Tuesday, October 26, 2010

3D view of modular printable airplane

I have spent the best part of the last month learning Blender and 3D modelling. And I feel as if I have reached the point where I can move on to the next aspect of 3D printing.On the software side of it, I still have to learn the slicing software and decide which one of the three (RepSnapper, RepRaps Software, or Skeinforge) I will use. I've installed all three on my laptop and run all of them, Repsnapper seems the cleanest and easiest but does not seem to slice as well as the RepRap software. Skeinforge on the other hand sounds to be what everyone is using but after opening it 10 times I still have no idea how to use it. It almost seems alien in its layout and wording. If anyone can point me in the right direction on which one to use and how to use it (maybe a link to a tutorial) , I would be grateful.

On the hardware side of it I am still waiting for parts.

Monday, October 25, 2010

Micro printable crossbow animation

I decided to enter Thingiverse's rubber band contest today so I designed this crossbow. It has lots of overhangs, nothing under 45 degrees so they should all print.

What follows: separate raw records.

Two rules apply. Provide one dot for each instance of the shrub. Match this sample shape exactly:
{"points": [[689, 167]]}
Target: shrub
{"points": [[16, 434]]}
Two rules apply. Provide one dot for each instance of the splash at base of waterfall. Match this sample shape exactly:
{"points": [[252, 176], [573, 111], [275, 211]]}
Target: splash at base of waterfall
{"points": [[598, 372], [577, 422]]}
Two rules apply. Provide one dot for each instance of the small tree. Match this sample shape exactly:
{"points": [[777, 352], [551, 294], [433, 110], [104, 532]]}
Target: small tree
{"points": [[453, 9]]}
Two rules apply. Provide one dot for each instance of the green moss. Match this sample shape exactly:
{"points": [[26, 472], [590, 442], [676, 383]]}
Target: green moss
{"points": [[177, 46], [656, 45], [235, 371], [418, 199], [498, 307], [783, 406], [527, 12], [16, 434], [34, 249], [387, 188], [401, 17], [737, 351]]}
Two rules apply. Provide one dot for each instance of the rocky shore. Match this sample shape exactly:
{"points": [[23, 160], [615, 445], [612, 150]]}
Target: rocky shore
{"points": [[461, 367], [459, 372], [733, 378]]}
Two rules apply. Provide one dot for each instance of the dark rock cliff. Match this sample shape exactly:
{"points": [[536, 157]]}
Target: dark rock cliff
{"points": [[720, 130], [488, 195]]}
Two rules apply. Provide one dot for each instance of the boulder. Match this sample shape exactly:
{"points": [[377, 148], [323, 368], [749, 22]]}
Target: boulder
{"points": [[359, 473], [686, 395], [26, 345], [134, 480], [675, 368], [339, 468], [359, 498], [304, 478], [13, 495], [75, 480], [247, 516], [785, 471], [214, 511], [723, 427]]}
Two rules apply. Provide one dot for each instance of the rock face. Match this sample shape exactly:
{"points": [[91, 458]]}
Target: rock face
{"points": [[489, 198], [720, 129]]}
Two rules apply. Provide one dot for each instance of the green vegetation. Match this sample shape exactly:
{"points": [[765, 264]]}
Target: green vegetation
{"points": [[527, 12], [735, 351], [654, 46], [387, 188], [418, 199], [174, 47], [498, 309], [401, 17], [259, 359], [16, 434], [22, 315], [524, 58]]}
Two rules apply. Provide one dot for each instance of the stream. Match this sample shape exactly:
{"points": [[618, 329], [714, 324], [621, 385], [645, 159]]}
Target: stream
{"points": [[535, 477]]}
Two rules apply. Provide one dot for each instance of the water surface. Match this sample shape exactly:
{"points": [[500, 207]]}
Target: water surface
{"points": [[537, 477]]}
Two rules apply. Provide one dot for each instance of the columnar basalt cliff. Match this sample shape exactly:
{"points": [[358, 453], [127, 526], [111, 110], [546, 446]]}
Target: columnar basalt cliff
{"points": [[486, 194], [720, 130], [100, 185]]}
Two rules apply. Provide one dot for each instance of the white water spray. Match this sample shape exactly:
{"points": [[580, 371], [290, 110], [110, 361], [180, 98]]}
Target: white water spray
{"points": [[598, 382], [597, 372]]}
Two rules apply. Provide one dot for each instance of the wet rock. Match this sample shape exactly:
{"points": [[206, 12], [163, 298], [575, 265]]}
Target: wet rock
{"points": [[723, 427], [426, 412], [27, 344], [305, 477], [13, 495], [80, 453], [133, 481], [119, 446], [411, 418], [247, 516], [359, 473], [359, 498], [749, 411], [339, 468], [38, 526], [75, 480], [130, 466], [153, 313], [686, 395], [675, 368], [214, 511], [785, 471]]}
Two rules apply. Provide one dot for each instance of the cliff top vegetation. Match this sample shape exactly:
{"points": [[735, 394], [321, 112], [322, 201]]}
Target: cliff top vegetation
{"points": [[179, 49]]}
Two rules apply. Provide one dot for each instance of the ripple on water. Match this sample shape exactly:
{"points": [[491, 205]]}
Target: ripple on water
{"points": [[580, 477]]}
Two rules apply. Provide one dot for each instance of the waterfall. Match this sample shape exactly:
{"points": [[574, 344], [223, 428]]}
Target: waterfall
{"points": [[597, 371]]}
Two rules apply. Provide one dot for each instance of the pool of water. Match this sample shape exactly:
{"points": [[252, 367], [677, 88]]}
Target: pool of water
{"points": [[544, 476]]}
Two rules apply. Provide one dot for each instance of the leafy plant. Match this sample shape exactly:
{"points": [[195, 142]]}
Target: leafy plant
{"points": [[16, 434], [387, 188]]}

I have now been learning Blender and 3D modelling for 30 days and have created five projects so far.All are posted on Thingiverse after doing 2 tutorials from and 1 from and a bit of reading. My impressions of Blender are positive but it is not all that intuitive, I do have the advantage of not being trained in any other 3D programs and do not have to relearn what seem like odd short cuts. I have had a lot oh no moments, when I've pressed a key while the mouse was over a different panel making it a different function and not knowing what I had done, but all and all as long as you save after doing anything right you can model anything. The hardest part right now with Blender 2.54 is the face normals being inside out, then the recalculate doesn't correct them properly, so I have to correct them manually.

Friday, October 22, 2010

In the beginning there was nothing and man said let there be stuff.

I've started this blog to cover the progress of my Rep-Strap Huxley/Mendel. I will also be covering my 3D modelling experiences with blender and other inventions and fun stuff. My Huxley is built from wood and polyester resin using the mini Mendel/Huxley design but only 20% smaller then a Mendel. I've utilised three nema 17 1.8 degree stepper motors salvaged from dot matrix printers as well as the chrome plated guides and bushings. At the time of this posting it is in need of a thermistor, end stops, and testing.